領都だけあり、周囲を水で満たした堀と高い塀に囲まれた姿だ。
門は東西南北にはね橋が設置されており、都市への出入りをチェックしている。
アルスによると領都【ケルシュ】の人口は5万人、常駐する辺境伯軍は約2500人
領都周辺の穀倉地帯にて、小麦等の作物を生産し、魔境産の素材等で潤沢な資金を有する領地のようだ。
「一応、父と兄には書面で報告してあるので、今日中には、面会できるはずですが、確認してきますので客間にてお待ちいただきます。」
街中はさすがにハンヴィーというわけにはいかないので、東側の門から入り、アルスの手配してあった馬車に乗り換えて、辺境伯家の屋敷に向かう。
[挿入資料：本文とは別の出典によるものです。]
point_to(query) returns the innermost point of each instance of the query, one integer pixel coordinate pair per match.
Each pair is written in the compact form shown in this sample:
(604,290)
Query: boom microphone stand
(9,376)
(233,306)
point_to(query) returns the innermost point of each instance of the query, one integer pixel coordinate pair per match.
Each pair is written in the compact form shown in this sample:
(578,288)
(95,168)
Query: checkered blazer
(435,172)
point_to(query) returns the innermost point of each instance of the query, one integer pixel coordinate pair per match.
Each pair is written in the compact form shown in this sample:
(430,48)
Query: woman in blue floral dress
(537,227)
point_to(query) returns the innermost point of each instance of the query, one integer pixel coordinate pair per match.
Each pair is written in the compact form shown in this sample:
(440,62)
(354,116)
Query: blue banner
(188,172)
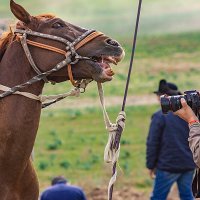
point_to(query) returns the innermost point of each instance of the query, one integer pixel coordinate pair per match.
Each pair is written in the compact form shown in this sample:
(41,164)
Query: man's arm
(194,142)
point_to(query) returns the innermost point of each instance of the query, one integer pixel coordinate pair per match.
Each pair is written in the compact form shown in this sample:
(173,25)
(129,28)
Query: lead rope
(112,149)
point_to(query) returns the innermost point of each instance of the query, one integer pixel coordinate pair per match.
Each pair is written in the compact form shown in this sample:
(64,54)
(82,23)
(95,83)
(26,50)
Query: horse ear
(19,12)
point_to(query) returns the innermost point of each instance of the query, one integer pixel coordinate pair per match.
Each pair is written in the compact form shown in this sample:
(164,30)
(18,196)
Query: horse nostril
(112,42)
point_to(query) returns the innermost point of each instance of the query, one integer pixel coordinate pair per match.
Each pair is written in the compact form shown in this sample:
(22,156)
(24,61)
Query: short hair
(58,179)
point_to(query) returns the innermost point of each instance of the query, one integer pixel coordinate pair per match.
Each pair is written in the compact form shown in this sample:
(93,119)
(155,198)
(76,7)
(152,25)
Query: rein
(71,57)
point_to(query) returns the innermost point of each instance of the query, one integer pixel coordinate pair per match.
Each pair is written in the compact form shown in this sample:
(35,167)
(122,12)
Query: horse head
(101,51)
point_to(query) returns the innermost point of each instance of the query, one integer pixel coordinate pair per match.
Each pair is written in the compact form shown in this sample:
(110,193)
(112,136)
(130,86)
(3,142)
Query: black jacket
(167,144)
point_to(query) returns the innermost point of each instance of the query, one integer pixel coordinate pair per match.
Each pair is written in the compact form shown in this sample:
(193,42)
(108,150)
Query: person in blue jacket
(61,190)
(168,156)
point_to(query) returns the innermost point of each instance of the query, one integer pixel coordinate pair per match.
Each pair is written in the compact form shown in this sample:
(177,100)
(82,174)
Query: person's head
(167,88)
(58,180)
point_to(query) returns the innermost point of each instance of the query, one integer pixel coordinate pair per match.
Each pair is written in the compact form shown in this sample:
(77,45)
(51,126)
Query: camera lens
(165,104)
(176,103)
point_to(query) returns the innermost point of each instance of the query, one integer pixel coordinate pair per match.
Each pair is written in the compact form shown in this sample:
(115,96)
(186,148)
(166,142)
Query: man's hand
(152,173)
(186,112)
【ケルシュ】の街並みは、【ランスの街】のような探索者やハンターが行きかう雑多な感じよりは、道幅も広く、洗練された美しい街並みが続いていた。
さすがにローランド王国の辺境を任された辺境伯家だけあり、屋敷は非常に立派で、庭もきっちりと整備されていた。
馬車が屋敷の門をくぐり、正面の入り口の前に向かうと入り口には、使用人と思しき人達が整列しており、馬車の扉が開くと一見して執事とわかる格好をした老紳士が前に出て、頭を下げる。
「ようこそおいで下さいました。アービング辺境伯家、家令のグレイと申します。主より、ご一行の応対を承っておりますので、宜しくお願い致します。」
素人目に見ても、完璧な執事の立ち居振る舞いで挨拶された。
「東城敦史です。何分若輩で不慣れな為、失礼があるかもしれませんが、宜しくお願いします。」
貴族の礼儀など判らないので、失礼のないように対応していくしかないな。
「それでは、ご案内させていただきます。アルス様、マリーダ様はご自身のお部屋に、【紅の風】の皆様もマリーダ様にお部屋へ、ミーア殿は待機室にてお待ちくださいませ。」
屋敷内へそれぞれ案内されることになった。